Plus I don’t wanna be that fool who thinks he’s helping when he’s really harming. I’m afraid that my generous intention will move me to, say, mow my neighbor’s lawn for him while he’s gone. Then, later in the afternoon, when he returns, I’ll be at the window in my own house, watching to see his happy reaction to my anonymous favor; but he’ll start trembling with rage and cry out so that the whole neighborhood hears him: “Who chopped down all my begonias!?” Like the lady who lives on the top floor of the building complex, in the movie Rear Window (1954), when she yells at the entire courtyard, addressing everyone collectively (even the audience), upon discovering that her cute little dog is no longer alive—this same dog that we’ve been watching her carefully wheel up to her terrace, intermittently throughout the film, by way of a pulley system attached to a wicker handbasket, not unlike the basket on the back of Ms. Gulch’s bicycle, which the little dog Toto escapes from, in The Wizard of Oz (1939)—another good movie. And Ms. Gulch bears a strong resemblance to the Wicked Witch of the West, if I’m not mistaken. So the point is that I couldn’t tell the difference between long grass and beautiful begonias; thus I mowed down my neighbor’s garden by mistake, and this shows how good intentions can end up causing much evil and mayhem in the universe.

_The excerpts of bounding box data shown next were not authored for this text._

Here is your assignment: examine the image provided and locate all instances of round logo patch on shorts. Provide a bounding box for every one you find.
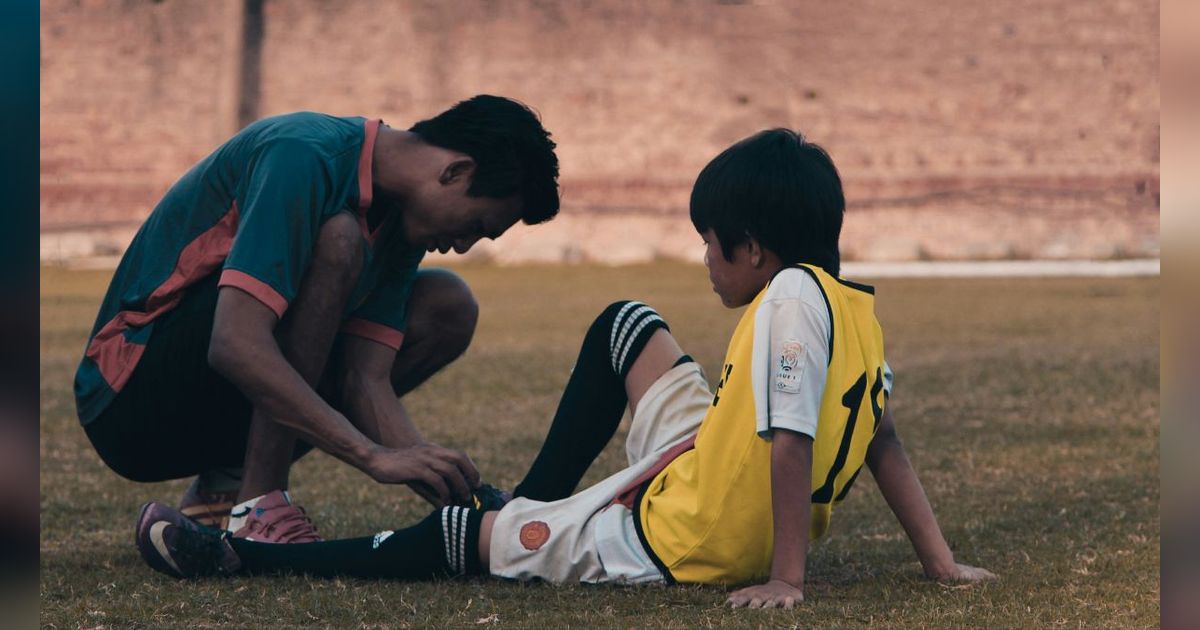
[520,521,550,551]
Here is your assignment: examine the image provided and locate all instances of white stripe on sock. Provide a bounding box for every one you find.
[617,313,662,374]
[449,505,462,572]
[612,305,654,372]
[458,508,467,574]
[442,508,454,564]
[608,301,643,356]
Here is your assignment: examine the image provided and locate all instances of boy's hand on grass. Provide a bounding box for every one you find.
[929,563,996,582]
[726,580,804,608]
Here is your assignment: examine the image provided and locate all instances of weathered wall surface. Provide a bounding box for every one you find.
[42,0,1158,260]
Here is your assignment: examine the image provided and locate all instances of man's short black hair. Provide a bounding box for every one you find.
[691,128,846,276]
[408,94,558,226]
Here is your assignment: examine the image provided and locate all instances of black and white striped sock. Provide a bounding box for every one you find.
[228,506,484,580]
[608,301,671,380]
[512,301,670,502]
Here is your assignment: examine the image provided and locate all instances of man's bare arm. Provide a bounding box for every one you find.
[338,336,479,504]
[866,407,995,582]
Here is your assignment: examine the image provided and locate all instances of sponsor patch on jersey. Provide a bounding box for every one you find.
[775,340,804,394]
[518,521,550,551]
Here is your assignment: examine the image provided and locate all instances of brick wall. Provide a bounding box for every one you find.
[42,0,1159,258]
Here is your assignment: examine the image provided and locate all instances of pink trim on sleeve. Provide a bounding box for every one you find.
[359,119,383,210]
[342,319,404,350]
[217,269,288,319]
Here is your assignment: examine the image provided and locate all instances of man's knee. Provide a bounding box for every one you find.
[313,212,362,280]
[412,269,479,359]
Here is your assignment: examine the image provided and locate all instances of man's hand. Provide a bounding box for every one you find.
[926,563,996,582]
[367,443,479,508]
[726,580,804,610]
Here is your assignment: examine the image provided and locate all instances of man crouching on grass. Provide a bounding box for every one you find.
[137,130,994,607]
[74,96,559,542]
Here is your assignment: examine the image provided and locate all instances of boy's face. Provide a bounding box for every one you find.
[701,229,778,308]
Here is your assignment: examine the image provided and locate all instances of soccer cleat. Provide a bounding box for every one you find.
[179,478,238,529]
[134,502,241,577]
[232,490,320,542]
[470,484,512,512]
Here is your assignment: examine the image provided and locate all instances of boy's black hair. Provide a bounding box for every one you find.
[691,128,846,276]
[408,94,558,226]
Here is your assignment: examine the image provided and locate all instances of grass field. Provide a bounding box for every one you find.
[41,264,1159,629]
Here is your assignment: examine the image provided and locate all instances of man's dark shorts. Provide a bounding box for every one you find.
[84,274,321,481]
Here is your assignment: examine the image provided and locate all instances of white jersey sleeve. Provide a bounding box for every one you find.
[751,269,832,439]
[751,269,893,439]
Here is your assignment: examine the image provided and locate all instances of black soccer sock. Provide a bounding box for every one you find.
[229,506,484,580]
[512,301,671,500]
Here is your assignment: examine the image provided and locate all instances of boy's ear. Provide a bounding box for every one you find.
[438,157,475,186]
[746,236,767,268]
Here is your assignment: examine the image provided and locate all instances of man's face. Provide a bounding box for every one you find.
[403,166,522,253]
[701,229,763,308]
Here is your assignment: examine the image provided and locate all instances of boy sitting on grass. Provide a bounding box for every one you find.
[137,130,994,607]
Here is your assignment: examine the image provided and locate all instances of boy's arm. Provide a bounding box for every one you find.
[728,428,812,608]
[866,406,996,582]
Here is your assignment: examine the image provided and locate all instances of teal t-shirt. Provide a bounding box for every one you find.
[74,112,425,425]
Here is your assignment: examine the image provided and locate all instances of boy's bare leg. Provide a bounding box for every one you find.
[235,215,362,502]
[479,511,500,574]
[625,329,683,413]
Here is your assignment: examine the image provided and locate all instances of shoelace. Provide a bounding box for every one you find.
[251,505,320,542]
[174,526,234,575]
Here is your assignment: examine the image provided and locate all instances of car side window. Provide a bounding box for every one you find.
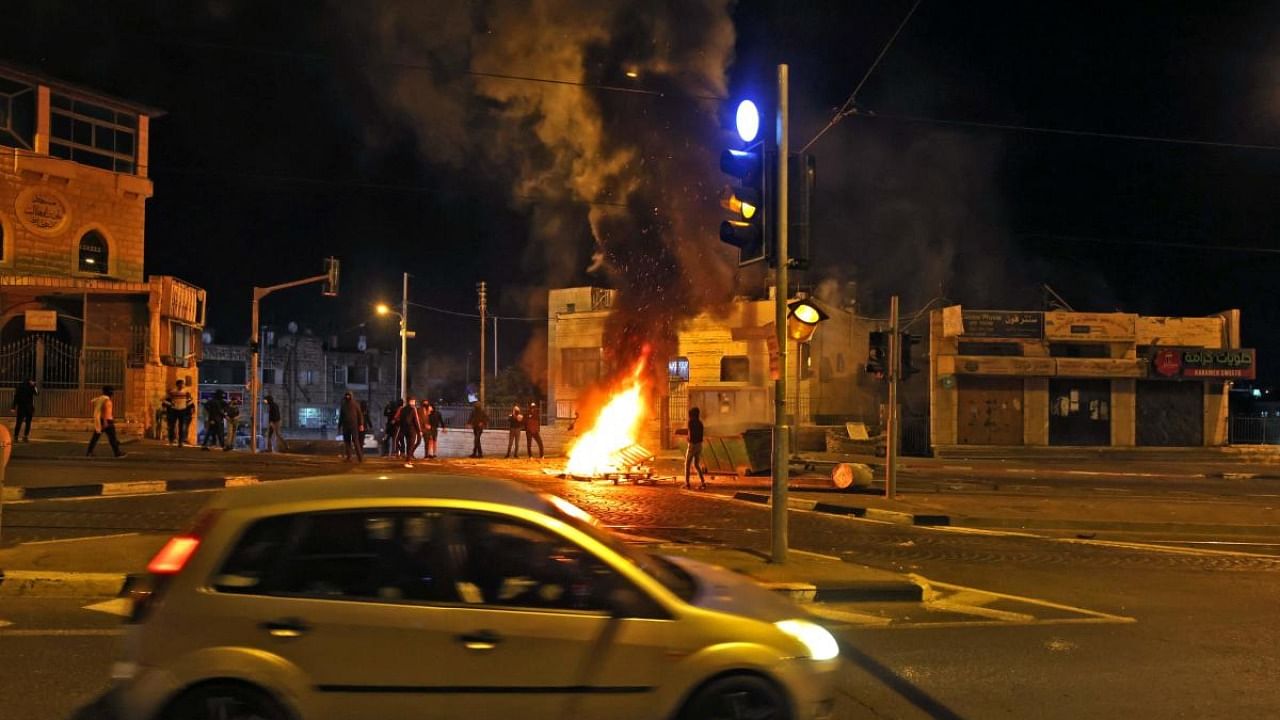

But, this year, I went from hating Halloween to liking it. It’s my favorite holiday now. I was so afraid that our local gangs would come out of the woodwork, using the annual festival as an excuse, and turn our whole community fascist overnight. But, instead, what Halloween did is forge new pathways of communication between us lowerclassmen. Now I know all of my neighbors’ names, their hobbies and interests, their favorite books and movies, their religious beliefs, and more!

We’re scheduled to break bread together, next Tuesday. The whole lot of us. And we’ll continue to do so, regularly, till kingdom come (which is to say: until the next GREAT CHANGE interrupts us – this implies either an afterlife, or eternal death). And when I say “break bread” I mean many fine foods will be served, for man does not live on bread alone, and anyone who lives in the vicinity is welcome to partake. All you have to do is convert to our local culture, which is an offshoot of philistinism. It’s a chance to get to know your neighbors better.

But I keep wondering: Now that I’m a true believer in Halloween and no longer an infidel, what shall I dress up as, when the empire strikes back? What shall my costume be? Or, here’s a question that is ten times as interesting: What would my costume have been, had I participated just two days ago instead of cowering in my bedroom? (For I hid from the trick-or-treaters while my sweetheart tended the door and handed out candy.) Well, after many sleepless nights and countless meetings with my board of executive shareholders; plus a couple of focus groups that we engaged in, just for good measure; I’ve decided that, for this past year 2018, supposing I had dared to become an accomplice on that eve when the holiday was committed, my Halloween costume would have been [drum roll]: Sabbatai Zevi. My reason for this is as follows:

Since each individual’s life consists of a plethora of details, any summary of a given person’s being is necessarily an approximation, sometimes even verging on a lie; so any soul’s take on Sabbatai Zevi may have nothing to do with the actual truth of his existence, but since we’re focusing on my own silly misunderstanding of his life for the purpose of striking an hypothetical pose at a masquerade, I’ll tell you what the man signifies to me: Sabbatai Zevi claimed (rightly) that he was the long-awaited Messiah; then, upon being imprisoned and threatened by aggressors, he simply converted to his captors’ religion. After which he continued to prophesy flamboyantly. That’s what I’d like to do, in our contentious times: Just keep strong for the Imagination, no matter who is pulling the levers of superpower.